Sunday, April 1, 2012

April 1, 1863 - Skirmish at Dog Water Creek

   April 1, 1863 -  Skirmish at Dog Water Creek

HDQRS. EXPEDITIONARY CORPS, Steamer Continental, March 24, 1863.

To Major R. E. N. Instempaieuxe

Commander, Detachment, 88th Oberlin Volunteer Mounted Infantry:

The object of your expedition is to eliminate the guerrilla forces
that are responsible for depredations committed against loyal
civilians riding the Charleston and Memphis Railroad at a point
between Chewalla and Pocahontas.

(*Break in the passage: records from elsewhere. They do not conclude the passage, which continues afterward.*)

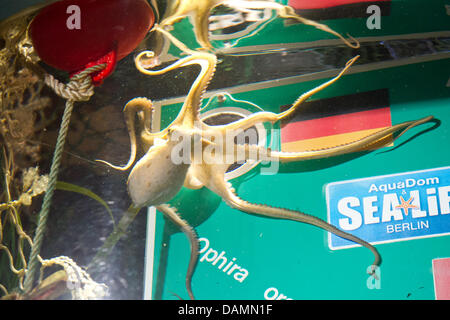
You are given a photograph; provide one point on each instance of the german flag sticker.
(330, 122)
(337, 9)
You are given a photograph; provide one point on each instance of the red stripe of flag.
(318, 4)
(350, 122)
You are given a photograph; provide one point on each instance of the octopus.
(193, 154)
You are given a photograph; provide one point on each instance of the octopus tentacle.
(171, 213)
(287, 12)
(353, 146)
(266, 116)
(189, 112)
(131, 108)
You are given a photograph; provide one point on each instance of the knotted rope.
(80, 88)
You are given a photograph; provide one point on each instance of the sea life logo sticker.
(390, 208)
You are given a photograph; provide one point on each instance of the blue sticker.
(390, 208)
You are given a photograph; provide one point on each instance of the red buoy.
(73, 35)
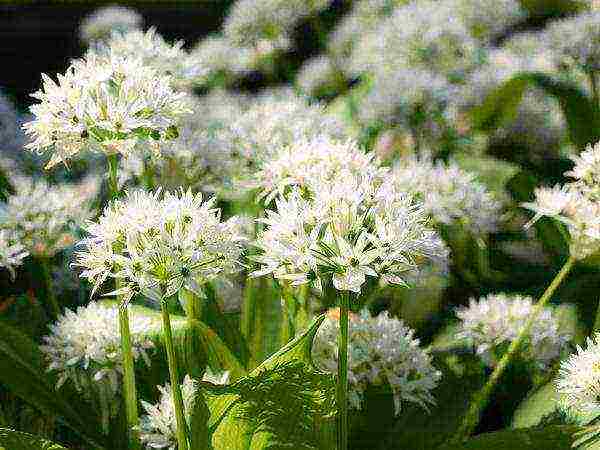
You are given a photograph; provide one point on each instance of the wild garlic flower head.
(574, 41)
(449, 194)
(203, 157)
(349, 230)
(220, 58)
(158, 427)
(421, 34)
(84, 347)
(156, 244)
(491, 323)
(276, 120)
(103, 22)
(307, 164)
(12, 253)
(578, 383)
(47, 217)
(155, 52)
(104, 103)
(487, 19)
(381, 350)
(576, 204)
(267, 25)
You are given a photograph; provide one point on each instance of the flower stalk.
(480, 400)
(342, 388)
(181, 434)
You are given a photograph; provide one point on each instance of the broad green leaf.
(500, 106)
(547, 438)
(14, 440)
(284, 403)
(23, 372)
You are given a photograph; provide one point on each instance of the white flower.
(84, 346)
(158, 245)
(104, 103)
(579, 379)
(493, 322)
(12, 252)
(449, 194)
(309, 163)
(347, 229)
(103, 22)
(381, 350)
(46, 217)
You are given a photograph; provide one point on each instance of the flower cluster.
(84, 347)
(46, 217)
(449, 194)
(155, 244)
(104, 103)
(12, 252)
(381, 350)
(576, 204)
(349, 229)
(151, 48)
(308, 164)
(579, 379)
(158, 426)
(491, 323)
(103, 22)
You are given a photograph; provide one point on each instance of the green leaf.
(10, 439)
(284, 403)
(23, 372)
(500, 106)
(547, 438)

You will supply your command with 80
rounds per man and 7 days rations. Forage is abundant. You will run up
the river nearly to Savannah aboard the steamer Chookie and from there
make for Chewalla. When there you will proceed westward to the
Pocahontas junction of the railroad. The expedition will then travel
up the Hatchie River until it reaches the estuary of the Hatchie known
locally as Dog Water Creek. There you will establish a temporary base
of operations which will be fortified by temporary earthworks. The
command will follow Dog Water Creek in a northeasterly direction to
the interior, routing and killing all guerrillas in its path.
Afterwards the command shall drop back to Tyler's Landing, above the
mouth of Dog Water Creek there to halt, and send the cavalry to the
railroad, about 7 miles off, to search for guerrillas and bushwhackers
and kill them. o­nce your mission has been accomplished you will
return to Savannah and await further orders. The object is to engage
the enemy in force and eradicate him.

Commanders of brigades will advise the colonels of regiments of this
plan, and see that the men march in silence and order. Muskets should
be loaded, and in case a boat is fired o­n, it should be landed and
the enemy punished.

W. T. SHERMAN, Maj. Gen.

OR, Ser. I, Vol. 17, pt. I, p. 31.

In the field. HDQRS.; Detachment, 88th Oberlin Volunteer Mounted
Infantry Expeditionary Force near Dog Water Creek, April 3. 1863:


We proceeded according to your orders to rout insurgent forces and met
no opposition.  Temporary earthworks were established at the mouth of
Dog Water Creek. o­n April 1 we were suddenly attacked by a company of
guerrillas at our earthworks a the mouth of Dog Water Creek. They
attacked at dawn, from the east, with the sun behind them and in our
eyes. While initially surprised by the assault, my men quickly rallied
and the fight began in earnest. After an hour of skirmishing (they
from behind trees and our boys in rifle pits) the rebels retreated,
leaving 15 dead and 23 wounded. They were part of [R.V.] Richardson's
crew. Our loss was but 2 wounded and o­ne horse killed.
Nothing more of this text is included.